Ultimately, I think we are a hard-working team that are doing as well as we can with this project. I think the majority of the problems with this project have come from external influences, rather than internal. Every time we do a run-through, the gallery members are sorting out technical issues, whilst an ensemble of camera operators and presenters wile away the hours in the studio beyond. This project is nothing like The Gents Show. In my opinion, the show we created in Term 3 is shaping up to be better than this one. Considering this show will largely be based on technical skills in editing and graphics, we wont really know how good or bad it is until days before the hand in. But having gone from producer of a radio show I was quite proud of, to a camera operator who sits in a TV studio all day, it is hard to really reflect on anything at all related to this project.

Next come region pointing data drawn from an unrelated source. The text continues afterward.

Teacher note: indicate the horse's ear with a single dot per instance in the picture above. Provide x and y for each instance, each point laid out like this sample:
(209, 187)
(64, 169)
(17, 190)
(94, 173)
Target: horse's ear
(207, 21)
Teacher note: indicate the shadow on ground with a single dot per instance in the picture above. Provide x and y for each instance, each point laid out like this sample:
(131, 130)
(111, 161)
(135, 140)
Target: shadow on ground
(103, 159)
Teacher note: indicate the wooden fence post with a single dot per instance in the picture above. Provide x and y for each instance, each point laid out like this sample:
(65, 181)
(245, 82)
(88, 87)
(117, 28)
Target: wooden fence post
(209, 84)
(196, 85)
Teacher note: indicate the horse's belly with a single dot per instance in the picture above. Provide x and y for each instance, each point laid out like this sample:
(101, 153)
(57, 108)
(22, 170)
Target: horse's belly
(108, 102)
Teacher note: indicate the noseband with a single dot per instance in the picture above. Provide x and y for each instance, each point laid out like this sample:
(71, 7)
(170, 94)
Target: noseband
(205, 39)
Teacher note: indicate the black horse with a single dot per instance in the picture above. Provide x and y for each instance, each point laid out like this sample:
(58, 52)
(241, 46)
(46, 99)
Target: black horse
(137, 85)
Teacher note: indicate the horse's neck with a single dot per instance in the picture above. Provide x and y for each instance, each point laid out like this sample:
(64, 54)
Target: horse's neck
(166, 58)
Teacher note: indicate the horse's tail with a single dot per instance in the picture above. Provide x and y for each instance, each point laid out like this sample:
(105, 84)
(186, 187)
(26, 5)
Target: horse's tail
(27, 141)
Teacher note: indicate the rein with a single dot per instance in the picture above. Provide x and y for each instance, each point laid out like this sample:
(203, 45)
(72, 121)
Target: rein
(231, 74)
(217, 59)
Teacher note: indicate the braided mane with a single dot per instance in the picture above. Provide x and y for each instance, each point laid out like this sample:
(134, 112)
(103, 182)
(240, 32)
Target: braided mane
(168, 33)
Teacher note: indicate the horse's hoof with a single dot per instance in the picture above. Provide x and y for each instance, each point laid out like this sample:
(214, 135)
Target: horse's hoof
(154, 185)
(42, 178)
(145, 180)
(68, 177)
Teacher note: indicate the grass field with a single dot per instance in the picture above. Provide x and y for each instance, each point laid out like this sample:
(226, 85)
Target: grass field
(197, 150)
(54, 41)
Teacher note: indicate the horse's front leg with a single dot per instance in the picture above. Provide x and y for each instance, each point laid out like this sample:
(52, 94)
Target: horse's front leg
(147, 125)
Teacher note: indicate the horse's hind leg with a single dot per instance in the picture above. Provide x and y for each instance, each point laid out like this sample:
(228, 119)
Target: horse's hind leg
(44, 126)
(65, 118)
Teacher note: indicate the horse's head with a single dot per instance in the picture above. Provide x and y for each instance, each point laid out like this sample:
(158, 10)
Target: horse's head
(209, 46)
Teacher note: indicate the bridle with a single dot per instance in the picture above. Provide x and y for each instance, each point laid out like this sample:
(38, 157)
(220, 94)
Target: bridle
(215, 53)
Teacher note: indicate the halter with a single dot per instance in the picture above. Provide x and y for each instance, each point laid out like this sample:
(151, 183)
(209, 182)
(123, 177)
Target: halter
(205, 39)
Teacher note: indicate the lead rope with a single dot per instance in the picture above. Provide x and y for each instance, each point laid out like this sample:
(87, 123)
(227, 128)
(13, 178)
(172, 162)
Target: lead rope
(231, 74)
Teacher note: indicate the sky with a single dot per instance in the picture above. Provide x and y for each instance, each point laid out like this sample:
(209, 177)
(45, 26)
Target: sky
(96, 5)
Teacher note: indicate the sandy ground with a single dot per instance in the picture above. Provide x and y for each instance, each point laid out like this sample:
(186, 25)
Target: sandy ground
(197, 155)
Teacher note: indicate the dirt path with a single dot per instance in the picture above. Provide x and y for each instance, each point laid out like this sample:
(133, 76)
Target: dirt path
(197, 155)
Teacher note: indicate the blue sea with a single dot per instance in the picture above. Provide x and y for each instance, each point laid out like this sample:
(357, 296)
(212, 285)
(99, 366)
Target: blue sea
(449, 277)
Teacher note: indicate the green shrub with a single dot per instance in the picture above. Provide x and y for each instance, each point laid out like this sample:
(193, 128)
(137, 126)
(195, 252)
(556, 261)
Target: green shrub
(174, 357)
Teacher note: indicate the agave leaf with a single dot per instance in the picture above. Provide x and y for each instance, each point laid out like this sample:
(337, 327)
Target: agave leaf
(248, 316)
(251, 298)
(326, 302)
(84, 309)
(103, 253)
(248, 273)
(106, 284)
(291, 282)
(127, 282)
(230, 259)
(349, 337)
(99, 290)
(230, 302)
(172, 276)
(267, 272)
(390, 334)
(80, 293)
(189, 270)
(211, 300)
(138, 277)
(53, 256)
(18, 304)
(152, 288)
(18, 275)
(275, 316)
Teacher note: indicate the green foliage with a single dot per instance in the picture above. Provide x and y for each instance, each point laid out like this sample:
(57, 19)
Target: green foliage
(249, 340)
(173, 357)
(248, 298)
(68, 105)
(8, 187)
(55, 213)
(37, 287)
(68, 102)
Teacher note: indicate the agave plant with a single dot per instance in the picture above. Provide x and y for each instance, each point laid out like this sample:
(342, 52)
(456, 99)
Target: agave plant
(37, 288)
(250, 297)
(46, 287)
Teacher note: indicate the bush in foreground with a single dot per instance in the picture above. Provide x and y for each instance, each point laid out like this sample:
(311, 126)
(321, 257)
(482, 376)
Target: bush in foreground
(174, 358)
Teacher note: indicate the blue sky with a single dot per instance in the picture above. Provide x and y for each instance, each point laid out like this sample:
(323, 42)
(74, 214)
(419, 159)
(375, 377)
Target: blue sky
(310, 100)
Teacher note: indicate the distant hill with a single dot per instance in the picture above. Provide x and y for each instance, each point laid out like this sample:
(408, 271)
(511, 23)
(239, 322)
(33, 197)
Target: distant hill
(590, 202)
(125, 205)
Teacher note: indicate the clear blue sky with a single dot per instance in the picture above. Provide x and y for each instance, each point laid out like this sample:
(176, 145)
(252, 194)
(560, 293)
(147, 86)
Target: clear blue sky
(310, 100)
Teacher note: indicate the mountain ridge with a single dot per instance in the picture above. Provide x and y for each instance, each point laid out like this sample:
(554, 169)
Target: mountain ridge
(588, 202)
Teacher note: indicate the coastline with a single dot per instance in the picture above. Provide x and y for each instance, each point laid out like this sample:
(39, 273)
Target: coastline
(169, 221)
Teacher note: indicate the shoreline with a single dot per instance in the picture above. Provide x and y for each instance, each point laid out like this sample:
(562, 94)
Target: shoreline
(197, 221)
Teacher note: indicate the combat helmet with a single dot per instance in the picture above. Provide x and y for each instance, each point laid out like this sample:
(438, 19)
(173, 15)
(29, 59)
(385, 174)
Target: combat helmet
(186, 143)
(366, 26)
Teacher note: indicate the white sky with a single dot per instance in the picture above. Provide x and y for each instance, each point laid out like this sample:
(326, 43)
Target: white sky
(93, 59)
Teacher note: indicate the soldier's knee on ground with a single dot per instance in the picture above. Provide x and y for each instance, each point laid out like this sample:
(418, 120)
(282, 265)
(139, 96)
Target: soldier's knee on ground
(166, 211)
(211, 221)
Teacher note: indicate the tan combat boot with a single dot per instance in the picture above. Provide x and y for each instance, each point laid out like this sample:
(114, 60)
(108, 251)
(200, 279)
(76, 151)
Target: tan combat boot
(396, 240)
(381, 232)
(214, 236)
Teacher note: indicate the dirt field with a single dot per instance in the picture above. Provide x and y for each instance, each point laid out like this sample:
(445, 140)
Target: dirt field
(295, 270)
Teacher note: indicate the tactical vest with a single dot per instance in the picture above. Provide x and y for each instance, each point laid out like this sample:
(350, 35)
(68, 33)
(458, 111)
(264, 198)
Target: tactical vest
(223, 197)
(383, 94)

Although I feel most of the gallery personnel are having much more input into this project than we are, it is not a stretch to say I chose the camera operator role this time to defuse my responsibility for this project. Being a set designer on The Gents Show is by many a mile the worst thing I have had to do on this course so far. All I wanted to do this time was set up cameras, film stuff, and take orders from a floor manager. However, with this in mind, I still think my current role takes the biscuit a bit – especially considering the things that other projects demand of me – operating tracks, conducting interviews, organising marketing events, creating separate projects in groups and on my own… I have much to do, and I feel that when I sit at my camera in the studio, I am not being pushed, technically or creatively. I am almost unused. And that for me is the main issue here – I have nothing to reflect upon because I am not developing in any way in this project. All that is developing is my patience – which in all fairness is quite well-grounded anyway. Perhaps this is a reality check for all us ‘Formats’ lovers – ‘shut up and do your job’. Yes ma’am!